Setting up MySQL

Whether you use Windows or Linux, there are many instruction guides available for installing MySQL. On almost every modern Linux distribution, you’ll find MySQL included by default or readily available for installation as a package. Some of the Linux OS installation routines even include the steps to initialize the database service and run it by default on start-up. There is an enormous amount of information that goes into working with relational databases like MySQL, SQL language syntax and commands, and other aspects of database operations well beyond the scope of these instructions or what is needed to work with Snort. The intent of this task is to get MySQL installed and minimally configured so thatyou can use it to store Snort to log output in the database. Note: As of Snort v2.9.3, direct output logging to a database such as MySQL was been deprecated from the tool, so Snort output is first directed to another location or tool (such as Barnyard2 or other tools that read Snort’s unified2 output format) and then the output handler uses the database to store the log and alert information.

Because the purpose of this activity is not to become expert with MySQL, and because you have plenty of opportunity to install Snort, BASE, or programs from source, we’ll assume for this task that you will be installing MySQL on Linux using either a default MySQL instance that came with your distribution or installing MySQL using the package manager. You will find the official installation guides for multiple operating systems in Chapter 2 of the online MySQL reference manual at http://dev.mysql.com/doc/refman/5.5/en/installing.html. The only choice that leaves you with is what version to download and install. The current stable release is MySQL Community Server v5.7.17, which can be downloaded from http://dev.mysql.com/downloads/mysql/. Most Linux distributions do not include this latest release in their packages, but the 5.5 version available in the package repositories of many Linux distributions (including Ubuntu 14.04) is perfectly suitable for logging Snort alerts.

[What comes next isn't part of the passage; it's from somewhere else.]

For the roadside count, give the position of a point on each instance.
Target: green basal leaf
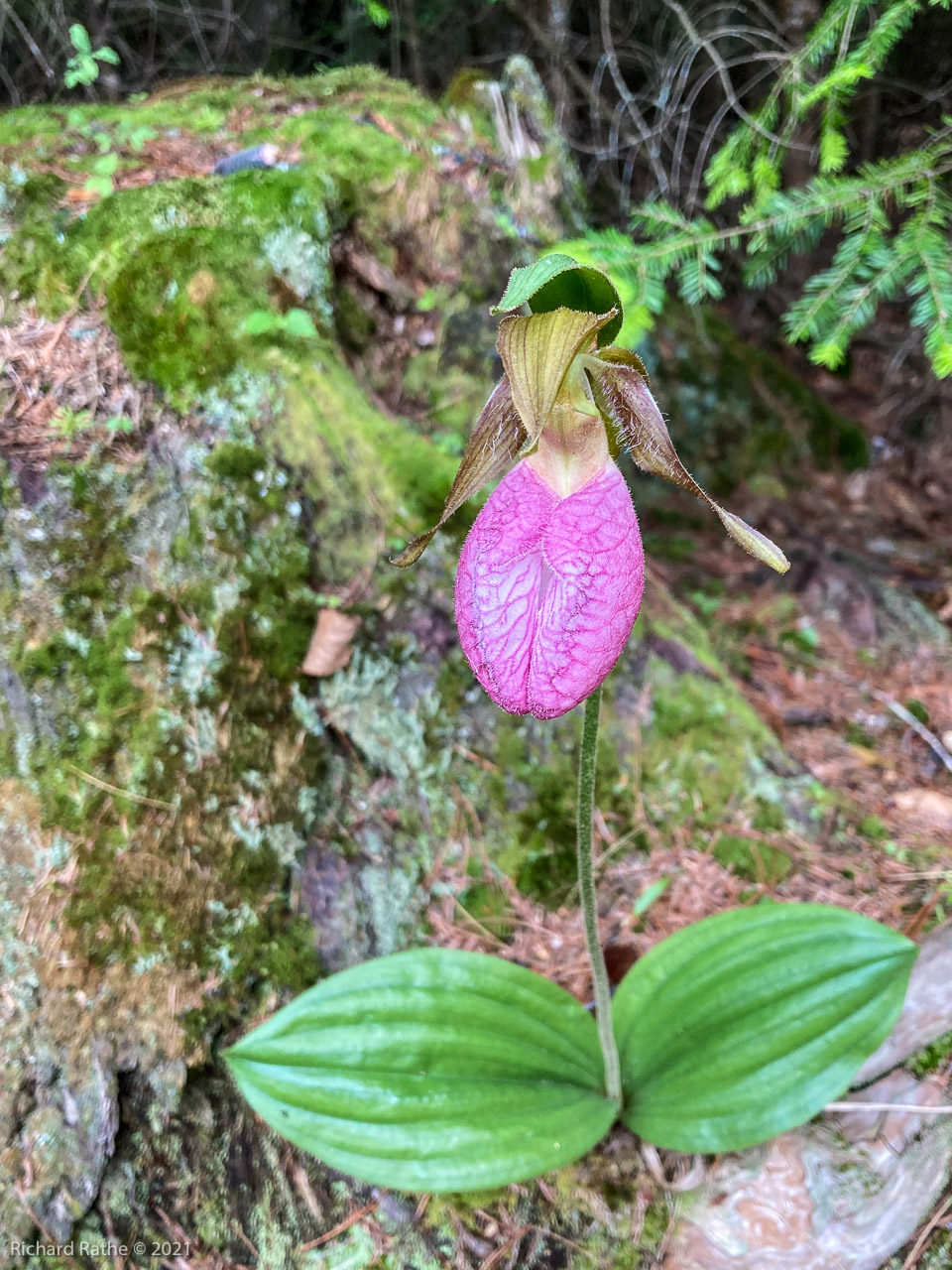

Once you have MySQL installed and started (if you are not running it as a service, you will need to navigate to the /usr/bin subdirectory or wherever else you have MySQL installed and use the mysqld command from the command line), you need to log in to MySQL to make preparations to use it with Snort. The primary tasks are to create the Snort database (where the log entries will be written) and to create a MySQL database user account for Snort. Remember that MySQL commands need to have a semicolon at the end.

  1. Open a command shell by searching for and selecting Terminal from the Dash Home in the Ubuntu desktop.
  2. Navigate to the directory where MySQL is installed – the typical Linux default is /usr/bin/: $ cd /usr/bin
  3. Run the MySQL client, logging in as root: $ mysql -u root -p
  4. Enter the password at the prompt that follows. If you are successful, you will see the MySQL command line prompt: mysql>
  5. Create the database for Snort: mysql> CREATE DATABASE snort;
  6. Create a new user for Snort: mysql> CREATE USER snort@localhost;
  7. Create a password for the Snort user account (feel free to use something more secure when you do it yourself): mysql> SET PASSWORD for snort@localhost=PASSWORD(‘snortpass’);
  8. Assign access rights to the Snort user account: mysql> GRANT INSERT, SELECT on root.* to snort@localhost;
  9. Assign access rights to the Snort user account: mysql> GRANT CREATE, INSERT, SELECT, DELETE, UPDATE on snort.* to snort@localhost;
  10. Make sure you keep track of the Snort username, password, and database name, because you’ll need this information for the barnyard2.conf file.
  11. Log out of MySQL using the exit command.

The last step on the MySQL side is to create the database tables Snort will use for logging. Prior to Snort v2.9.3, Sourcefire included a script with the Snort source file package to create the tables, but the schema creation script is now distributed with Barnyard2. There is a subdirectory called “schemas” created as part of unpacking the Barnyard2 tarball, and the “create_mysql” file in the schemas directory is essentially a listing of all the SQL commands needed to create the tables in the Snort database. Using the “<” character, we can tell MySQL to load this text file and run the commands contained in it. So, to create the Snort tables:

  1. Locate the schema creation file. It should be in the temporary installation directory used in the previous step (Installing Tools from Source), such as /usr/src/snorttemp/barnyard2-2-1.13/schemas. Note the full path to the file.
  2. Switch to the directory where MySQL is installed: $ cd /usr/bin
  3. Run the command to create the tables: $ mysql -D snort -u root -p < /usr/src/snorttemp/barnyard2-2-1.13/schemas/create_mysql
  4. Enter the MySQL root password when prompted.
  5. Now if you log in to MySQL you can look at the tables to check that everything worked.
  6. $ mysql -u root -p (Enter the root password when prompted)
  7. mysql> use snort;
  8. mysql> show tables;
  9. exit

Now MySQL is installed and ready to use with Snort; we have basically set up MySQL to be ready for the kind of data Barnyard2 wants to write to the database. So far, we have focused separately on installing Snort and MySQL, although with the MySQL instructions we put the pieces in place so that MySQL could receive Snort logging information from Barnyard2.